Washing out kittens from a storm drain

The children who live upstairs came running down one morning in great excitement. “Kittens! Kittens!” they said, their eyes shining.

The children who live upstairs came running down one morning in great excitement. “Kittens! Kittens!” they said, their eyes shining. “There can’t be,” I replied. “There are no cats in the house.” Then, the image of a grey cat I had occasionally seen slinking in through the gate popped into my mind, and I asked, “Where are they, anyway?” “Inside the pipe,” they exclaimed, “we heard them crying”. I went out with them. “Inside there,” they said, pointing to the storm water drain pipe which led from the roof to the ground, and, sure enough, I could hear a faint mewling. The children were hopping up and down with impatience, “Please let’s get them out. They’ll die there.”

Meanwhile, the children’s father had joined us. He knelt down and put his hand in through the bottom end of the pipe hoping to reach the kittens, but they just crawled further up. “It’s not possible to reach them,” he said, “They’ll come out on their own. Or their mother will rescue them.” Then looking at the children’s pleading faces he said, “Okay, I’ll try some other way.”

Climbing on to the roof of the house he poured a bucket of water into the pipe. The water sloshed all over the tiles at the bottom … but no kitten came out. Then another and another, until, suddenly out popped two bedraggled little kittens. We caught one before it could escape, but the other scrambled back into the pipe before we could grab it. The kitten was drenched and shivering, clawing at our hands and crying piteously. We dried it with a towel. Meanwhile the children’s father had gone up to the roof to pour some more water into the storm water drain pipe. It took nine buckets of water in all and two hours before the two other kittens were washed out.

Then we realised that the kittens were not safe from dogs and crows. We managed to find a large-ish cage, put the kittens inside it and placed it in the garden, with the door slightly ajar. We hoped the cat would come looking for its babies.

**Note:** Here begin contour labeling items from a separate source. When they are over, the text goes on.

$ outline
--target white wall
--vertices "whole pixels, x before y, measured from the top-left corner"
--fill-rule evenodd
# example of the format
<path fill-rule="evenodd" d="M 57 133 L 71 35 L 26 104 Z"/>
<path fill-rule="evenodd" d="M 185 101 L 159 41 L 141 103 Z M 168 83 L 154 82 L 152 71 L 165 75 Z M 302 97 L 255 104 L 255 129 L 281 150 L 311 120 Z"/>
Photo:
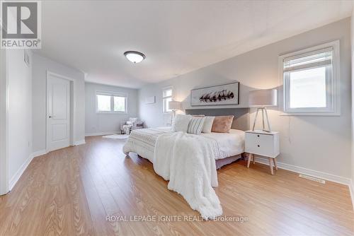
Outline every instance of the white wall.
<path fill-rule="evenodd" d="M 175 100 L 183 101 L 183 108 L 185 109 L 190 107 L 191 89 L 238 81 L 241 83 L 240 105 L 227 107 L 247 107 L 249 90 L 280 85 L 280 54 L 340 40 L 341 115 L 288 117 L 280 116 L 277 110 L 271 110 L 270 119 L 273 130 L 281 134 L 279 162 L 334 175 L 341 180 L 350 180 L 350 19 L 346 18 L 166 81 L 144 86 L 139 90 L 140 117 L 145 120 L 147 126 L 163 125 L 161 88 L 166 85 L 173 86 Z M 144 104 L 144 100 L 152 95 L 156 96 L 156 103 Z M 252 112 L 251 120 L 253 117 Z"/>
<path fill-rule="evenodd" d="M 352 56 L 352 184 L 351 184 L 351 196 L 352 203 L 354 208 L 354 8 L 353 8 L 351 25 L 351 56 Z"/>
<path fill-rule="evenodd" d="M 86 135 L 116 134 L 121 122 L 137 115 L 138 90 L 136 89 L 86 83 L 85 131 Z M 96 107 L 96 92 L 108 91 L 127 95 L 127 114 L 98 114 Z"/>
<path fill-rule="evenodd" d="M 6 114 L 6 50 L 0 49 L 0 195 L 8 191 Z"/>
<path fill-rule="evenodd" d="M 10 189 L 32 160 L 32 63 L 23 61 L 23 49 L 7 50 L 8 86 L 8 180 Z"/>
<path fill-rule="evenodd" d="M 33 148 L 35 152 L 46 149 L 46 93 L 47 71 L 75 80 L 75 126 L 74 142 L 85 139 L 85 82 L 81 71 L 66 66 L 46 57 L 33 54 Z"/>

Late afternoon … and still no signs of the mother cat. Meanwhile the kittens, fully recovered, were making tentative forays outside the cage, playfully tumbling over one another. We started making plans to keep them and thinking of appropriate names for them. “How about Holi, Roli and Rangoli?” I asked the children. After all, we had found them on the day of Holi.

Then just before sundown, silent as a shadow, the mother cat slipped into the garden, caught each kitten by the scruff of its neck, jumped on to a ledge and disappeared. Our plans to keep the kitten triplets vanished with it.